Clemens Schmale hat seinen persönlichen Handelsstil seit den 1990er Jahren an der Börse entwickelt.

Dieser gründet auf zwei Säulen: ein anderer Analyseansatz und andere Basiswerte. Mit anders ist vor allem die Kombination aus Global Makro, fundamentaler Analyse und Chartanalyse sowie Zukunftstrends gemeint. Während Fundamentaldaten und Makrotrends bestimmen, was konkret gehandelt wird, verlässt sich Schmale beim Timing auf die Chartanalyse. Er handelt alle Anlageklassen, wobei er sich größtenteils auf Werte konzentriert, die nicht „Mainstream“ sind.
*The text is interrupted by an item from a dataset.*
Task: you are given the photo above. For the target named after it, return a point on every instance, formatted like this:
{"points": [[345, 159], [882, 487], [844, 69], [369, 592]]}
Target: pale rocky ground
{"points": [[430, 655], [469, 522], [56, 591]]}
Diese Märkte sind weniger effizient als andere und ermöglichen so hohes Renditepotenzial. Sie sind damit allerdings auch spekulativer als hochliquide Märkte. Die Haltedauer einzelner Positionen variiert nach Anlageklasse, beträgt jedoch meist mehrere Tage, oft auch Wochen oder Monate.

Rohstoffe, Währungen und Volatilität handelt er aktiv, in Aktien und Anleihen investiert er eher langfristig. Die Basiswerte werden direkt – auch über Futures – oder über CFDs gehandelt, in Ausnahmefällen über Optionen und Zertifikate.